Opinion
April 24, 2001.
Appeal from a resettled judgment of divorce, Supreme Court, New York County (Sherry Heitler, J.), entered March 5, 1999, and from an order, same court (Joan Lobis, J.), entered on or about April 17, 2000, which denied plaintiff's motion to vacate or amend the resettled judgment of divorce to provide for downward modification of child support, cessation of maintenance payments and vacatur of arrears, unanimously dismissed, without costs.
Joel R. Brandes, for Plaintiff-Appellant.
Gary L. Lipton, for Defendant-Respondent.
Before: Rosenberger, J.P., Nardelli, Andrias, Saxe, JJ.

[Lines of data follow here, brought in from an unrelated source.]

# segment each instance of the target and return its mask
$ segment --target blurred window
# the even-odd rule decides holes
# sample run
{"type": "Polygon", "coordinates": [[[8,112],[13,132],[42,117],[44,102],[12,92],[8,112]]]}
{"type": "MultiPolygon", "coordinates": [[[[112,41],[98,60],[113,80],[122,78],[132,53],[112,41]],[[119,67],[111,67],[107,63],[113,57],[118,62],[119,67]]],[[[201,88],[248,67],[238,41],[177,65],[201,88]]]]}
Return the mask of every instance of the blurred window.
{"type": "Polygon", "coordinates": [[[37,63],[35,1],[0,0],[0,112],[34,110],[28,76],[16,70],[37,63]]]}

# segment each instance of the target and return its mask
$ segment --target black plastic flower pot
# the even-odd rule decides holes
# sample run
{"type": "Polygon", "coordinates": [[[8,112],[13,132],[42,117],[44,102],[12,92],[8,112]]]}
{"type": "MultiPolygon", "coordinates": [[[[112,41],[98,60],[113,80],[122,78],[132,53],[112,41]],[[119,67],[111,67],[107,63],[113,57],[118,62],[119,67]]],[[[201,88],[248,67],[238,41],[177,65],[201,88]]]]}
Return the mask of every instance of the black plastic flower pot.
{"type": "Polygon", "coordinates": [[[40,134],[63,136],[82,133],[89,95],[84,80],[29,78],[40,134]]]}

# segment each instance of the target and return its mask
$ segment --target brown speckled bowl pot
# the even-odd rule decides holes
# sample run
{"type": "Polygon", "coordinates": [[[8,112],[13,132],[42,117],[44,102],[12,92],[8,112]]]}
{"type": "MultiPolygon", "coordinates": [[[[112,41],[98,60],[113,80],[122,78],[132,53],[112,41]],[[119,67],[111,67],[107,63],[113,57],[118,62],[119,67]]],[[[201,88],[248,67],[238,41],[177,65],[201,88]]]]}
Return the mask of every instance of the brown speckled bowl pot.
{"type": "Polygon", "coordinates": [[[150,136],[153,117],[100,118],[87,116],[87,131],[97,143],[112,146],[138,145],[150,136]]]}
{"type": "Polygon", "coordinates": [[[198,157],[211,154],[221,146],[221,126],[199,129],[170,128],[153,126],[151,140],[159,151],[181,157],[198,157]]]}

Plaintiff's appeals are untimely, his notice of appeal having been filed months after the judgment and order from which he seeks to appeal had been served upon him with notice of entry (see, CPLR 5513;Ibekweh v. State of New York, 259 A.D.2d 397). In any case, were the appeals properly before us, we would affirm. Plaintiff's contention that the Special Referee's Report provided for an award of pendente lite maintenance and child support, rather than permanent maintenance and child support, is not in accord with the record. Nor is there merit to plaintiff's claim that he is entitled to a downward modification of his maintenance obligation since he failed to make the requisite showing of a substantial change in financial circumstances. Plaintiff's remaining contentions are also without merit.
Motion seeking dismissal of appeal granted.
THIS CONSTITUTES THE DECISION AND ORDER OF THE SUPREME COURT, APPELLATE DIVISION, FIRST DEPARTMENT.